When a failing security gate feels like the pipeline doing its job — not an obstacle — you're ready
for Module 16, where containers make the environment your code (and these scanners) run in
reproducible.

---

## Verify-before-publish

> **Expansion-zone module — these facts move fast.** Re-check at build/publish time; don't ship the
> claims above from memory.

- [ ] **Pinned CI action versions.** The `ci-security.yml` snippet (and the Part D before/after diff)
      pin `actions/checkout` and `actions/setup-python` to major versions (`@v7`/`@v6` at build time).
      Pinned majors age — confirm they're current and not deprecated against the host's docs, the same
      check the Module 14 and Module 18 CI/CD checklists carry.
- [ ] **Scanner names and install methods.** Confirm `pip-audit`, `detect-secrets`, and `bandit` are
      still maintained and still install as shown.
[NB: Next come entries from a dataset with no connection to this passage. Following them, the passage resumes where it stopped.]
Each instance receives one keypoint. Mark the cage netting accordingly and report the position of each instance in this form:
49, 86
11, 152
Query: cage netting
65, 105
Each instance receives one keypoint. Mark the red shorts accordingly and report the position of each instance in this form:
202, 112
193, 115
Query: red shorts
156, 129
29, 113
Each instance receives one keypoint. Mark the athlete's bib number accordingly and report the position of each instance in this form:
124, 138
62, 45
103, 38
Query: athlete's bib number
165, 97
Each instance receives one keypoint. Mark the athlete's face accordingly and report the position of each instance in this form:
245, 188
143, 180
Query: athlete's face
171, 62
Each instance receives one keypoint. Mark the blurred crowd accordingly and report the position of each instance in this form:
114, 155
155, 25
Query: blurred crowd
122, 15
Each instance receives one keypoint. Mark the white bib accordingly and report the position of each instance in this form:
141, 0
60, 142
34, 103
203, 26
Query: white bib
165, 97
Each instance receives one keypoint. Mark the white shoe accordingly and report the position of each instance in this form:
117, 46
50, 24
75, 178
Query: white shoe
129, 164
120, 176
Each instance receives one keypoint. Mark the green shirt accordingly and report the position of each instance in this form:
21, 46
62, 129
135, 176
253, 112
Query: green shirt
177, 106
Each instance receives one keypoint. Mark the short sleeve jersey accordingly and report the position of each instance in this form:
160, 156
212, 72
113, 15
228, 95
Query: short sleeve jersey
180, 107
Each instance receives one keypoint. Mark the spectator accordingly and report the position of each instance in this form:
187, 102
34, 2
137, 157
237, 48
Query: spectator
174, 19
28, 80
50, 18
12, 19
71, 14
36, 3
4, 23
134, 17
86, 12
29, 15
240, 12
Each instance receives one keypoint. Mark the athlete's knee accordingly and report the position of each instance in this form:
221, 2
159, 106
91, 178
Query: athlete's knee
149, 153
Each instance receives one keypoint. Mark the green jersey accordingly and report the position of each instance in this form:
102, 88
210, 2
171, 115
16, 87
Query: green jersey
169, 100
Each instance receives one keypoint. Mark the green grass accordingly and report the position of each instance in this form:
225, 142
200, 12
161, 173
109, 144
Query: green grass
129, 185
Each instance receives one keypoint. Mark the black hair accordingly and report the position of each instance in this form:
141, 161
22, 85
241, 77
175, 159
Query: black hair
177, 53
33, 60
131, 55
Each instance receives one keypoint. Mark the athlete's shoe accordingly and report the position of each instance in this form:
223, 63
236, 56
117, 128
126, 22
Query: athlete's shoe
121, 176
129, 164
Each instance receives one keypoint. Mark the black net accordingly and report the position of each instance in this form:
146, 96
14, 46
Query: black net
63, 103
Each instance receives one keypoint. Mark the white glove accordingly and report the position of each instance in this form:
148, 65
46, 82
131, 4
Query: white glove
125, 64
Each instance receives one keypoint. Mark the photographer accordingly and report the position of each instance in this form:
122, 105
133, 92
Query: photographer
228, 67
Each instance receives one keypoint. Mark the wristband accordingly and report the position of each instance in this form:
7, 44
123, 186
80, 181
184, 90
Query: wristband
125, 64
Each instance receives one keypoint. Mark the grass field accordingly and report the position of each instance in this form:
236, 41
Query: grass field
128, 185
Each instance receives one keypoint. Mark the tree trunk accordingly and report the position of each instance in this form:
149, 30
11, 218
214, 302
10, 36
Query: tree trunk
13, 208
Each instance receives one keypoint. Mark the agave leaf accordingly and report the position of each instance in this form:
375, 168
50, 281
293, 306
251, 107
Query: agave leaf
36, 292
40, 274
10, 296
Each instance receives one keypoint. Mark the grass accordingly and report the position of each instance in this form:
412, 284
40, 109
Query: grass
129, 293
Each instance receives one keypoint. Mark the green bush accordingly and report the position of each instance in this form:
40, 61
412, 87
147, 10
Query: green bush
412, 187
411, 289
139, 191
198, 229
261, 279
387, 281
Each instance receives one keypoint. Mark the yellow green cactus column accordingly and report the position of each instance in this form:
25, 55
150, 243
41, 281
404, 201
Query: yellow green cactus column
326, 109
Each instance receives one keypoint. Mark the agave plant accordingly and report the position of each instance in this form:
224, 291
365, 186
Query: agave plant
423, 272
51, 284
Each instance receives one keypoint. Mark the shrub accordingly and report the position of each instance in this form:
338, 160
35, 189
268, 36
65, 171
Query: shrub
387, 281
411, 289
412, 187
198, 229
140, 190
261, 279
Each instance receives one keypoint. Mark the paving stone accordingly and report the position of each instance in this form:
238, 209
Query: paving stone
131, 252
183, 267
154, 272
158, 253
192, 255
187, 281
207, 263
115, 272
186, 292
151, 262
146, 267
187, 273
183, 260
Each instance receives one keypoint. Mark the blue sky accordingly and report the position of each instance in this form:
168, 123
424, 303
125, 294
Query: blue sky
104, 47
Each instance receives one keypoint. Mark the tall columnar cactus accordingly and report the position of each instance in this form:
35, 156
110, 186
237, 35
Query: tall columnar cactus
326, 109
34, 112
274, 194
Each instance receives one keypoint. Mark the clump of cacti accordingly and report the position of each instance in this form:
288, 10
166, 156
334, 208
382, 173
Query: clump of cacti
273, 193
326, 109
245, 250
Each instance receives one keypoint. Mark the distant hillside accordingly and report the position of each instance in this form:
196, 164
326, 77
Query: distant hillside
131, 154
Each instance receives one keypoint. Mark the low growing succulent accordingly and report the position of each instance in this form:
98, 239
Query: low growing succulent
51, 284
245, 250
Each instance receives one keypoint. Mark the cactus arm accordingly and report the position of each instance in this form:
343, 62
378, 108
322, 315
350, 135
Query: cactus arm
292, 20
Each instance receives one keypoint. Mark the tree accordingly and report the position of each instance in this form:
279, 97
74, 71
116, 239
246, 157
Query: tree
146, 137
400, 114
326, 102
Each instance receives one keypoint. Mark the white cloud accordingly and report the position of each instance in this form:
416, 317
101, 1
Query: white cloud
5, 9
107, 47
If any has stalled, swap in a current equivalent
      from the *same category* and keep the prose category-first, not tool-first.
- [ ] **Category roster.** Verify the named alternatives still exist and are reasonable to recommend:
      SCA (Trivy, Grype, OWASP Dependency-Check, Snyk, Safety, language-native `npm audit` etc.);
      secret scanning (gitleaks, trufflehog, git-secrets, detect-secrets); SAST (Semgrep, CodeQL,
      SonarQube, Bandit, language-native security linters). Add/remove as the landscape shifts.
- [ ] **Host-native features.** The major hosts' free offerings (dependency alerts, automated
      fix PRs, secret push-protection) change names and availability. Confirm what's actually free vs.
      paid at publish time rather than naming a specific product tier.
- [ ] **Slopsquatting framing.** Re-check the current research on AI package-hallucination rates and
      any newly-reported real-world slopsquatting incidents. Keep the figure qualitative
      ("a meaningful fraction") unless you can cite a current, specific source.
- [ ] **The planted vulnerable dependency in `lab/requirements.txt`.** Confirm the pinned version
      *still* trips an advisory in the scanner (advisory databases get reorganized and old entries
      occasionally change shape). Re-pin to a currently-flagged version if needed so Part B actually
      fires.
- [ ] **The hallucinated/typosquatted names in `lab/requirements.txt`.** Confirm they still do **not**
      resolve on the public index (someone may have since registered one — which would, ironically,
      make the slopsquatting point for you, but breaks the lab's "resolution fails" step). Swap for a
      currently-nonexistent plausible name if so.